There is another kind of violence on campus that receives little press, though it is very damaging and is destroying innocent lives. It demands our angry voices, but doesn't get much if any notice, so how can we complain if we are unaware?

The president of a local university sent an email out to all faculty and staff Thursday morning to advise all of the current state of response to the budget cuts imposed by the governor and legislature. (These are the very same who decry Kentucky's reputation as being "backwards and uneducated" but still cut deeply into its schools' capabilities to improve the educational level of its citizens.) Buried in the middle of it were 3 short words that sacrificed the dreams and life goals of 352 completely innocent and blameless university students: "close regional campus". The university's regional campus is designed to reach out to students who could not otherwise attend classes on the main campus. This regional campus has been serving its local community and neighboring communities as well as its county and neighboring counties for 20 years.

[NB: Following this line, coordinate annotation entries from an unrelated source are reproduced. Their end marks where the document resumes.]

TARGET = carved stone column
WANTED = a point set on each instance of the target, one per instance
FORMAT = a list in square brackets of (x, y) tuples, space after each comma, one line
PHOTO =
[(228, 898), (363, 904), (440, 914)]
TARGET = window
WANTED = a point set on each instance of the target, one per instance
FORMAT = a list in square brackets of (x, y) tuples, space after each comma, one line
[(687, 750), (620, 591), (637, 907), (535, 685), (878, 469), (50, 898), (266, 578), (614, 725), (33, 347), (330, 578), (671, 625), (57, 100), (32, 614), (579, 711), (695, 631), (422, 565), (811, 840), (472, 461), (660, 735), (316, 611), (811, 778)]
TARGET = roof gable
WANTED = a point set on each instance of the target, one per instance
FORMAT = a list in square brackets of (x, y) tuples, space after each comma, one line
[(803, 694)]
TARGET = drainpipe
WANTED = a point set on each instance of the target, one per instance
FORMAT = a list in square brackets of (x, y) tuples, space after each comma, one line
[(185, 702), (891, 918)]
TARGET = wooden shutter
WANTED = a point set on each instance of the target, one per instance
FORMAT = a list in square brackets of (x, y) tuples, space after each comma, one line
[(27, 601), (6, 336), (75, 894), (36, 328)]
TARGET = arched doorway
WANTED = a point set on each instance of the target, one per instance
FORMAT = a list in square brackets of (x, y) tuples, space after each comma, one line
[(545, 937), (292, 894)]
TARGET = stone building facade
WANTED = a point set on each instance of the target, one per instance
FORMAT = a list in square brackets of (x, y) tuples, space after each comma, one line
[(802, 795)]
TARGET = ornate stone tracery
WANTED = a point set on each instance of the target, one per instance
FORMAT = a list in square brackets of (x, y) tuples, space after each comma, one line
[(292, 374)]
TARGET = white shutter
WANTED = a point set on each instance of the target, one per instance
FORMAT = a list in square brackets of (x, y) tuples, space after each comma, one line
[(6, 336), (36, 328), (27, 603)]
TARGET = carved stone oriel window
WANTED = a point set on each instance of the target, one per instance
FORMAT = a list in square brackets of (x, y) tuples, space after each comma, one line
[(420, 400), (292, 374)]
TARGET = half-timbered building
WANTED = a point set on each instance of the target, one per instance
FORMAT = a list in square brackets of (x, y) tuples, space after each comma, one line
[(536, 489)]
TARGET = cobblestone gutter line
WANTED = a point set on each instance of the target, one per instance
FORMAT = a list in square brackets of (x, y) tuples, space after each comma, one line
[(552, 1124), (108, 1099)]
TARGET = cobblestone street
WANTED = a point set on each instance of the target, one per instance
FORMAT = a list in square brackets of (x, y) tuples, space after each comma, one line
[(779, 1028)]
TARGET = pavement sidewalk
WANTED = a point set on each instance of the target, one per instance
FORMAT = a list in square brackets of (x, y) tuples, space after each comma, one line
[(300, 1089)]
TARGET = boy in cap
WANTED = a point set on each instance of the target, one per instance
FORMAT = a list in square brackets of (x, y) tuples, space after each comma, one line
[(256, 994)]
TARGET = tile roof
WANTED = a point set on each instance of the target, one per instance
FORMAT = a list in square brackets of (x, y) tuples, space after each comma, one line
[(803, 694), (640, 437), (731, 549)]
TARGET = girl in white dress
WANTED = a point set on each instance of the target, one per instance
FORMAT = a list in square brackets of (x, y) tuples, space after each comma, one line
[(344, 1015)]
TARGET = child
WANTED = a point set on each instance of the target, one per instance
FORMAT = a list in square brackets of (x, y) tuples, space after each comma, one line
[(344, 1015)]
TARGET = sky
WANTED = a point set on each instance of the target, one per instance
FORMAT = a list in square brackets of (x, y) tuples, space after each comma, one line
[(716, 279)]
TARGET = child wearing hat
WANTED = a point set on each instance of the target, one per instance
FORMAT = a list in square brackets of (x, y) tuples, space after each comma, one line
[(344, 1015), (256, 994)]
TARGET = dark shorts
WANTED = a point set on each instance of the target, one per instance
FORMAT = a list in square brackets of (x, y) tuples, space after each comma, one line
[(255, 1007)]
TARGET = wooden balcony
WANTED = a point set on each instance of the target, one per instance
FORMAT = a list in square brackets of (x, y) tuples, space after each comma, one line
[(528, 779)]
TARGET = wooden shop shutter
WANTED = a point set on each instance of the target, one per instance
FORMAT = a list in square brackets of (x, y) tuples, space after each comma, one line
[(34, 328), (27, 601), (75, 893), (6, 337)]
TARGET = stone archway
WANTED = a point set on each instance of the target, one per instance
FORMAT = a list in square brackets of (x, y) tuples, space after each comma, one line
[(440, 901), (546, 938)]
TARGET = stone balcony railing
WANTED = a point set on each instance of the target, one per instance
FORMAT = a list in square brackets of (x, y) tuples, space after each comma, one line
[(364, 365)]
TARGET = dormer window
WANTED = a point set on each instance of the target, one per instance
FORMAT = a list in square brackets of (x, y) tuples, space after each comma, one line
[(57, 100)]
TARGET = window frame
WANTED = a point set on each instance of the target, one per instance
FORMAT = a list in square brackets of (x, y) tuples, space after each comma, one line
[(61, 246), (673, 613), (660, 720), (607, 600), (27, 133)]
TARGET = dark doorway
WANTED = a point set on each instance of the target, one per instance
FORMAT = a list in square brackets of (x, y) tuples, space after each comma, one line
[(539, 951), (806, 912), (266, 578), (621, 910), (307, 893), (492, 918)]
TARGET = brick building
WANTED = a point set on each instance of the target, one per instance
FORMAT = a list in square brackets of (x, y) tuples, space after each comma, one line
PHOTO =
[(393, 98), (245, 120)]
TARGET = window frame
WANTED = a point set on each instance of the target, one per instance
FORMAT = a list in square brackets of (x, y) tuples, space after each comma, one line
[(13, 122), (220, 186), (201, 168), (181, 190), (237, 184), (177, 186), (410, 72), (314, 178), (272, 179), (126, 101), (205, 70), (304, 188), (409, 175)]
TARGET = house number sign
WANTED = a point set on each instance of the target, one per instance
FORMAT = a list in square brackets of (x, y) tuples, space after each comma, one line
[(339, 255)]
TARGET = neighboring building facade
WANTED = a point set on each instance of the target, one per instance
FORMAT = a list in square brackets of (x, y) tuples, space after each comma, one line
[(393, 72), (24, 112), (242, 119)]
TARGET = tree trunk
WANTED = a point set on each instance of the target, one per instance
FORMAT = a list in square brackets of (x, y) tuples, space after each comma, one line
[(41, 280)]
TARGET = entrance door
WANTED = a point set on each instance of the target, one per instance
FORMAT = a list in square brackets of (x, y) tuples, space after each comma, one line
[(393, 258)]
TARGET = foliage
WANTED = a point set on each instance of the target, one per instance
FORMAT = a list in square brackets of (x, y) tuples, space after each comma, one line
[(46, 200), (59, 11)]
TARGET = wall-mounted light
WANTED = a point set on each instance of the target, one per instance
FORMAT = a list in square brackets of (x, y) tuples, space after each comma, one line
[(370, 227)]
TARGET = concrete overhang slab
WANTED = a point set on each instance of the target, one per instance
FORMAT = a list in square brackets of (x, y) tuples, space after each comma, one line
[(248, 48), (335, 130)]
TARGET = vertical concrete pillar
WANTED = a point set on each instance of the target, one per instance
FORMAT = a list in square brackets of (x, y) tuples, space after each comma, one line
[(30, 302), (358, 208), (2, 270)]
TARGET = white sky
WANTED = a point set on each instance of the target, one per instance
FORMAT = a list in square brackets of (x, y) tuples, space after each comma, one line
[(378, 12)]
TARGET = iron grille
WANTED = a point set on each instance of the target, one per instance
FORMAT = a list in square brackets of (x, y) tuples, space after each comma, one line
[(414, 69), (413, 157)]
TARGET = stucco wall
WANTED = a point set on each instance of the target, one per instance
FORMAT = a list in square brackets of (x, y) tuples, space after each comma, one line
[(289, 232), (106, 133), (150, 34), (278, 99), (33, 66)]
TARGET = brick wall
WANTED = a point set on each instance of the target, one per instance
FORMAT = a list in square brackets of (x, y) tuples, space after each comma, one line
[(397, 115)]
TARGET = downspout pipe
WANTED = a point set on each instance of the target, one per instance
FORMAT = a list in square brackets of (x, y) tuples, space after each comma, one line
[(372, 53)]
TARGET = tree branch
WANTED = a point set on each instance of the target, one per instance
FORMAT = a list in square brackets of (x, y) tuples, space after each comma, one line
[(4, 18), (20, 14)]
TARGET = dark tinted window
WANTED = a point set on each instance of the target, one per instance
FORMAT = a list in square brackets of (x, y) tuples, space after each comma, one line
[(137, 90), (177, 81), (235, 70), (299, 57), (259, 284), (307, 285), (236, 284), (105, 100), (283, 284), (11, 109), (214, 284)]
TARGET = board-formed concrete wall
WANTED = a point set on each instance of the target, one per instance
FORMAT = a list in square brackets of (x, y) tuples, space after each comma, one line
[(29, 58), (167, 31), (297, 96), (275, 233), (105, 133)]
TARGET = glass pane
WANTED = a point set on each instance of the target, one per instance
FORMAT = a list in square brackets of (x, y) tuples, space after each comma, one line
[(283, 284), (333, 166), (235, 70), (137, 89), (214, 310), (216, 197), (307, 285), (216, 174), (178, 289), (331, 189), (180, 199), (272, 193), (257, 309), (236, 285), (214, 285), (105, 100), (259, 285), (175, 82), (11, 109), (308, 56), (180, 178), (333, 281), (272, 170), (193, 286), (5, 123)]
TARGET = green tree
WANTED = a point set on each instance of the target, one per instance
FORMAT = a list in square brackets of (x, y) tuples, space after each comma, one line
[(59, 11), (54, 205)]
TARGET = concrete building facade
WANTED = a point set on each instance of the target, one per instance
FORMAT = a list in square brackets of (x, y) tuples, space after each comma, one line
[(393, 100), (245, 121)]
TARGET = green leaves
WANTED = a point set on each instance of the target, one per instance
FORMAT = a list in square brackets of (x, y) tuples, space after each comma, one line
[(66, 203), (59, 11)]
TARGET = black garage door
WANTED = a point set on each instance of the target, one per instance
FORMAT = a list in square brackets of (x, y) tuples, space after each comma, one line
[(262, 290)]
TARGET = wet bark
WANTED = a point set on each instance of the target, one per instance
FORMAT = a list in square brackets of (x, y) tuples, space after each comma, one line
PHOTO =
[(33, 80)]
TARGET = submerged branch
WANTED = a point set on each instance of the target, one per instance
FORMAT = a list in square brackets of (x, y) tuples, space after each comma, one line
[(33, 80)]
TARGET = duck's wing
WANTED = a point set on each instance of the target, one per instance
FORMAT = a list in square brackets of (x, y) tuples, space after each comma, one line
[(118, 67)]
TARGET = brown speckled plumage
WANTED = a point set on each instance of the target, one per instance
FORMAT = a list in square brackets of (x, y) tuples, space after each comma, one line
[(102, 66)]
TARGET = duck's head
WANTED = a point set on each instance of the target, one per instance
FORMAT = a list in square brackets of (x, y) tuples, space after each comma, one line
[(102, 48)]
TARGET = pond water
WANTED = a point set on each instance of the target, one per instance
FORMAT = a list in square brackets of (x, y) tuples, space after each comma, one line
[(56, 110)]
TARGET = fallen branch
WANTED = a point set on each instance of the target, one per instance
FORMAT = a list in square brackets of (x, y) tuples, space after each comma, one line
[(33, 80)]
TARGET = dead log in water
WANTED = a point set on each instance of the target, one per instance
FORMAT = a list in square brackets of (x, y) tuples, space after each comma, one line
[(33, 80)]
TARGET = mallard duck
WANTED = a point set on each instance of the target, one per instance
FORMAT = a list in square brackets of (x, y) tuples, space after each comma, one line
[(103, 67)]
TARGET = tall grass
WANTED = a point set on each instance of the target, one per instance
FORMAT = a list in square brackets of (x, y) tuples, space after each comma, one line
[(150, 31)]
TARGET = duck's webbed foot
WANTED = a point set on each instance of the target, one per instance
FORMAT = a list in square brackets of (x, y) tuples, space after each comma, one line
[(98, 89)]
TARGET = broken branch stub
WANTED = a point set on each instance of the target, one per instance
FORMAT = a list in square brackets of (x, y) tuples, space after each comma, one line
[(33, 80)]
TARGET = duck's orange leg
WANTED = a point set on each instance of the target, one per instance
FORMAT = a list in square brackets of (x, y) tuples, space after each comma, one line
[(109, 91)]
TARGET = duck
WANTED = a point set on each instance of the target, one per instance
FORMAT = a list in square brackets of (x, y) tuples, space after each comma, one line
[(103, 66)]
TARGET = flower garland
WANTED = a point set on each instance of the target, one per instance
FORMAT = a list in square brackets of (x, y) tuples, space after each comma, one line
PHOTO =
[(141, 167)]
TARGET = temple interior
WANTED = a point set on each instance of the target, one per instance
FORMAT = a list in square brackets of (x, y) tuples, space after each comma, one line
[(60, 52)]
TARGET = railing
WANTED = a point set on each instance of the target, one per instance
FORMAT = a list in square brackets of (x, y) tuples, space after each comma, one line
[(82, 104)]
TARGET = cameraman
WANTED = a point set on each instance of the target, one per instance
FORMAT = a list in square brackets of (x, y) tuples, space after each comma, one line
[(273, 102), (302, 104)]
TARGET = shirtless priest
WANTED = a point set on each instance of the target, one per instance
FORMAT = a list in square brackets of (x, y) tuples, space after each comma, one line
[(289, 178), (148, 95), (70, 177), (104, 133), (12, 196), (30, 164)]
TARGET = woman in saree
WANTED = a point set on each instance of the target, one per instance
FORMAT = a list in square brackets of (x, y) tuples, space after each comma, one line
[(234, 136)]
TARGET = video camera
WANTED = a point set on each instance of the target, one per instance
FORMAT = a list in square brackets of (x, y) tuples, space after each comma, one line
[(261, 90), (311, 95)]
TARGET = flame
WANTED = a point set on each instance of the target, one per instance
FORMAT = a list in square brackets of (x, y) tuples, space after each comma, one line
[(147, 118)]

The media release from the university claimed the regional campus had a student population of 93 students. Somebody in the administration didn't check their facts or the spin doctors had their hands in this. There are currently 140 students attending the regional campus plus 225 dual-credit students who are taking college classes while still high school seniors. (The regional campus also has 8 full-time employees and 6 part-time faculty who weren't mentioned in the media release.) When is campus closing? At the end of spring semester, less than 2 months away.  

How did the students find out? Not from the university president or administration. Rather, they found out when the long-time regional campus administrator sent them a very caring and heartfelt email to break the news.  As one student aptly stated, "They just stole my education from me!"
How did the regional campus staff find out? First thing that morning, the regional campus staff were called into a group meeting with an HR rep who told them their employment was terminated at the end of the semester.  How did the part-time faculty find out? From either another caring, heartfelt email from the same regional campus administrator or reading those 3 words in the president's email, whichever came first. How did the department chairs who support the part-time faculty find out? Only by reading it in the president's email to the entire faculty and staff.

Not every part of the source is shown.